The UK Supreme Court has ruled that artificial intelligence (AI) cannot be recognized as an inventor when seeking patents. The decision came in response to a petition from Stephen Thaler, the founder of the AI system DABUS, who sought to name the AI as the inventor of a food container and a flashing light beacon.

The court unanimously rejected the petition, aligning with a similar decision in the United States where Thaler lost an appeal with the US Patent and Trademark Office. The US Supreme Court declined to hear the case.

The UK Intellectual Property Office (IPO) had previously rejected Thaler’s request, stating that inventors must be human or a legal entity. The Supreme Court’s judgment emphasized that the decision was based on the absence of a legal framework that designates a machine as a creator.
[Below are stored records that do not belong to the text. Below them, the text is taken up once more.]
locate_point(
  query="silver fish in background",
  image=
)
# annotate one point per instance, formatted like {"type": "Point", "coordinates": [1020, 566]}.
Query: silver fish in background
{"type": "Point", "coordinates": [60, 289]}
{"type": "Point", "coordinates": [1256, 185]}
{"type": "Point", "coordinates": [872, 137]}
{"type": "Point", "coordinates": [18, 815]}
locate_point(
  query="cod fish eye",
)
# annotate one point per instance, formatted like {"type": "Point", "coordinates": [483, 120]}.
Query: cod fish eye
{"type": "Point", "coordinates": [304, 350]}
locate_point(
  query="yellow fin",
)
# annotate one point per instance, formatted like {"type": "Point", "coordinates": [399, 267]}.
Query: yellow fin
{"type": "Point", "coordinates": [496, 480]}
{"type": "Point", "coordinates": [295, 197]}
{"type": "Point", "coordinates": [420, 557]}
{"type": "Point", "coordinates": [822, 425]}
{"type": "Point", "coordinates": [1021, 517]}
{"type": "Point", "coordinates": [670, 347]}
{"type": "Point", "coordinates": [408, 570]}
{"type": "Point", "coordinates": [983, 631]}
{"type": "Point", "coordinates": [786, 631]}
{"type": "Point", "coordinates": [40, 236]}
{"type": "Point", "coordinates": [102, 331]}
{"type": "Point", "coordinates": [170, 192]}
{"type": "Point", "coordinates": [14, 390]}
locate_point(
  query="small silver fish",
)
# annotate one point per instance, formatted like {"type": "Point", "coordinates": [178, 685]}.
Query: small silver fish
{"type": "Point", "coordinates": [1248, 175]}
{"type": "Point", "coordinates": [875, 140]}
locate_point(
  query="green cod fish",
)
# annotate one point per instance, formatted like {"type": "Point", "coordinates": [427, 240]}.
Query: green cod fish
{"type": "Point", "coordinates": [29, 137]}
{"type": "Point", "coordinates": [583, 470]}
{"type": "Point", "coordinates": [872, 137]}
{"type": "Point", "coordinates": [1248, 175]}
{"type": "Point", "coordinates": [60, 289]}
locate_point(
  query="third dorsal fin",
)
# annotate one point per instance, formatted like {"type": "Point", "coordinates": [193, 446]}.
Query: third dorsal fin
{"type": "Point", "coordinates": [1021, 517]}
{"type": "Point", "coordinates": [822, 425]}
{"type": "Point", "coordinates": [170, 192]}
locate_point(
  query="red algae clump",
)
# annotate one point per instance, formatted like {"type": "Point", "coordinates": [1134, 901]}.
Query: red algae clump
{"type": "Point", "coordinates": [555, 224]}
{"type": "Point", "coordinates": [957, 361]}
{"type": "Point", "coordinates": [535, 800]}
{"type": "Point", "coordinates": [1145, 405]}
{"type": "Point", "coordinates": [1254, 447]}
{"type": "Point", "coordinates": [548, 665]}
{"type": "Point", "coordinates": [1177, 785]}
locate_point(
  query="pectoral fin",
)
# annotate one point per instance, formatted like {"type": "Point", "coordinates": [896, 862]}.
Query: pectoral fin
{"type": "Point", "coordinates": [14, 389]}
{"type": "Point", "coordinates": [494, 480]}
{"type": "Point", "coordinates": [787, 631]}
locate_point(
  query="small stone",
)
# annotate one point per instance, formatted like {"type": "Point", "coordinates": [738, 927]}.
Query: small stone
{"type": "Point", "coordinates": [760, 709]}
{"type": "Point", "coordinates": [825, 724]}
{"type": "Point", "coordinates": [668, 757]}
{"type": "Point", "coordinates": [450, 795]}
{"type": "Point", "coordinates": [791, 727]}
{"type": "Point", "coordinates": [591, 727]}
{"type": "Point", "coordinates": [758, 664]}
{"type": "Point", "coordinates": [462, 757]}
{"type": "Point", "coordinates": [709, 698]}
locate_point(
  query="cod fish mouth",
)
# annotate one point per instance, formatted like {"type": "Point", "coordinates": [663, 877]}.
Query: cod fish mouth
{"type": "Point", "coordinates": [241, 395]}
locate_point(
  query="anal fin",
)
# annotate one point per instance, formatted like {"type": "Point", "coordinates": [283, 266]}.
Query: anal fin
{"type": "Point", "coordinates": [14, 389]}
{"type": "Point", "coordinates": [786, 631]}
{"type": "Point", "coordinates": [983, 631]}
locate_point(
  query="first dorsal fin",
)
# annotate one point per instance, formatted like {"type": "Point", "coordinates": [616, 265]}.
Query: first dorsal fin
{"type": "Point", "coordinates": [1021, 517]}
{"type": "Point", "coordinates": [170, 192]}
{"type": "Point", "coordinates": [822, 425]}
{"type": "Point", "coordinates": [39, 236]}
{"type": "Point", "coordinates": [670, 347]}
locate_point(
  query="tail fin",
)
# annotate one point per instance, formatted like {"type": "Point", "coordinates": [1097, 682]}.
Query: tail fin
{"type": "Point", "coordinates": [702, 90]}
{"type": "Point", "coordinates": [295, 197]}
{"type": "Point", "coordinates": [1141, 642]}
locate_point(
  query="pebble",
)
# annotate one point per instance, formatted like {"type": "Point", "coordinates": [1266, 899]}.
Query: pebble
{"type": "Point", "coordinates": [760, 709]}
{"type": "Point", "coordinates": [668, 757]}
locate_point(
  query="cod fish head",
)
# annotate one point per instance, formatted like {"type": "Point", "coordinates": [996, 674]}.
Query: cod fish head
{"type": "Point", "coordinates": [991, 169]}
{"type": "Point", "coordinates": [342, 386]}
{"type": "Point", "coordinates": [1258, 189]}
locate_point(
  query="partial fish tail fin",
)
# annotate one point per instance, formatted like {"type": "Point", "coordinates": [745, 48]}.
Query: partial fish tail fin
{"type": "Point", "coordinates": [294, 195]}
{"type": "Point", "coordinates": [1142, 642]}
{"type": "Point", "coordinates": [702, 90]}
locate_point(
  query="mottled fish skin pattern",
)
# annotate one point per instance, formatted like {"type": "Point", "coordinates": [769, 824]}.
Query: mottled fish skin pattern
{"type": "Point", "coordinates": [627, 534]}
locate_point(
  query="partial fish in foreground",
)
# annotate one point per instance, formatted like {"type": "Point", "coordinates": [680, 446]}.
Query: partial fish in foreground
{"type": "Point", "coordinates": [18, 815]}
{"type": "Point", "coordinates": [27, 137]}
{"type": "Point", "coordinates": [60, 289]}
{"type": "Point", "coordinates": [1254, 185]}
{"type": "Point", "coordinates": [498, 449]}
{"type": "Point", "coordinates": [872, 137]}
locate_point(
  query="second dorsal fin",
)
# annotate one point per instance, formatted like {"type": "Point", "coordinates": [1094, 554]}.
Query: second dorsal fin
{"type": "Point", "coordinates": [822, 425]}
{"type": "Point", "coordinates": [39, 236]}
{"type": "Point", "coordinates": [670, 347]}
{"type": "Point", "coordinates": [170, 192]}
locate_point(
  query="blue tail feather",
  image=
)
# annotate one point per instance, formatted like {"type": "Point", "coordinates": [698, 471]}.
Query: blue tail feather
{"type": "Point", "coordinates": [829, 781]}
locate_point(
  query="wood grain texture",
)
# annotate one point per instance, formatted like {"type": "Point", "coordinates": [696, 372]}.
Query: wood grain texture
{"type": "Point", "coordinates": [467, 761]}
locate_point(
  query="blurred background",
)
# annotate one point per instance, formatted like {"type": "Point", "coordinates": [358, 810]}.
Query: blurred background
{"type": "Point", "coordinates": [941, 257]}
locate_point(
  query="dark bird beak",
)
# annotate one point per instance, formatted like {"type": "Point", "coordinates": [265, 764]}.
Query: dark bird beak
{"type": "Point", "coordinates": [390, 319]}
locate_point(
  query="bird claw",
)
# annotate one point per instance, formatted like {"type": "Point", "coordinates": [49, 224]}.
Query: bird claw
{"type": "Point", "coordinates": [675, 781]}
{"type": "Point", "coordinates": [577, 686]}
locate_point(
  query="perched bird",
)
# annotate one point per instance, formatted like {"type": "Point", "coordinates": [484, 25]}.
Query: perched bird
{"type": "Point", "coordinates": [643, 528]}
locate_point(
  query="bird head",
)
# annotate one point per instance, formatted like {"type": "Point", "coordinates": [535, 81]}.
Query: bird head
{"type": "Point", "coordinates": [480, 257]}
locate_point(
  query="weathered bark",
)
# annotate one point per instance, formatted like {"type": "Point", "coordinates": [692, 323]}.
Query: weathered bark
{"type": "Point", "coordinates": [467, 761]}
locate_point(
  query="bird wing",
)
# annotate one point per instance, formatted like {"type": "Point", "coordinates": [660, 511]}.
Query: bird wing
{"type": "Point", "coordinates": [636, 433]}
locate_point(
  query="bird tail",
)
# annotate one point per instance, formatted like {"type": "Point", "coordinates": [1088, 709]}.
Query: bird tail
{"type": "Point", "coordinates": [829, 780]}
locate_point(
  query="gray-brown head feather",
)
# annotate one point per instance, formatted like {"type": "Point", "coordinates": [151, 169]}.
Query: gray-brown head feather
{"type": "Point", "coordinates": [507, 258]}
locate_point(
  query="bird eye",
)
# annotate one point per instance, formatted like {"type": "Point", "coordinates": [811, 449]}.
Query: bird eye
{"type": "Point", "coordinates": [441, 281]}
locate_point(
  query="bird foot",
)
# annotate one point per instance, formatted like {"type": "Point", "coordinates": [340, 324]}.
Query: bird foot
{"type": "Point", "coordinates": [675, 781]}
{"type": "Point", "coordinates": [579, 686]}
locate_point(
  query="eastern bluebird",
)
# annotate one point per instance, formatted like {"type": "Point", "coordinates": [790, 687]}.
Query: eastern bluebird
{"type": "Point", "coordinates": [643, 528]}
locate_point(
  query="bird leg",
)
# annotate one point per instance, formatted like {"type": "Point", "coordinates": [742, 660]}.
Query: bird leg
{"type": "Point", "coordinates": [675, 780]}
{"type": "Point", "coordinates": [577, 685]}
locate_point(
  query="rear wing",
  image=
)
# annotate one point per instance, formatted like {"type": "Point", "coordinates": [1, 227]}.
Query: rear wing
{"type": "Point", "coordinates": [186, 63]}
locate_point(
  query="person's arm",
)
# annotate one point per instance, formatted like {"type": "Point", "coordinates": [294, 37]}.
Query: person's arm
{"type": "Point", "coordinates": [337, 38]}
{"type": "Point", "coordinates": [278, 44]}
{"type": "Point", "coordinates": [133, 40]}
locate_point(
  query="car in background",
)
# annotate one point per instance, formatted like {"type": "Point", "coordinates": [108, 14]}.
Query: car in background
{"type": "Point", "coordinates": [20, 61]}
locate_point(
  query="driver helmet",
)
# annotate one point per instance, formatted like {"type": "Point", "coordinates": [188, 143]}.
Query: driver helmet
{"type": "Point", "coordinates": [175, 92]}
AI Cannot be considered an inventor, according to the Supreme Court in the UK.

Judge David Kitchin noted that the case involved concepts for new and non-obvious devices and methods generated autonomously by DABUS.

The UK IPO acknowledged that the Thaler case raises valid questions about how to handle AI-generated material. This issue is not unique to the UK, as the United States is also grappling with similar questions about the legal protection of art or other materials created by AI systems.

The Supreme Court’s ruling underscores the current legal understanding that patents and inventions are concepts designed for human or corporate entities, and AI lacks the legal recognition as an inventor.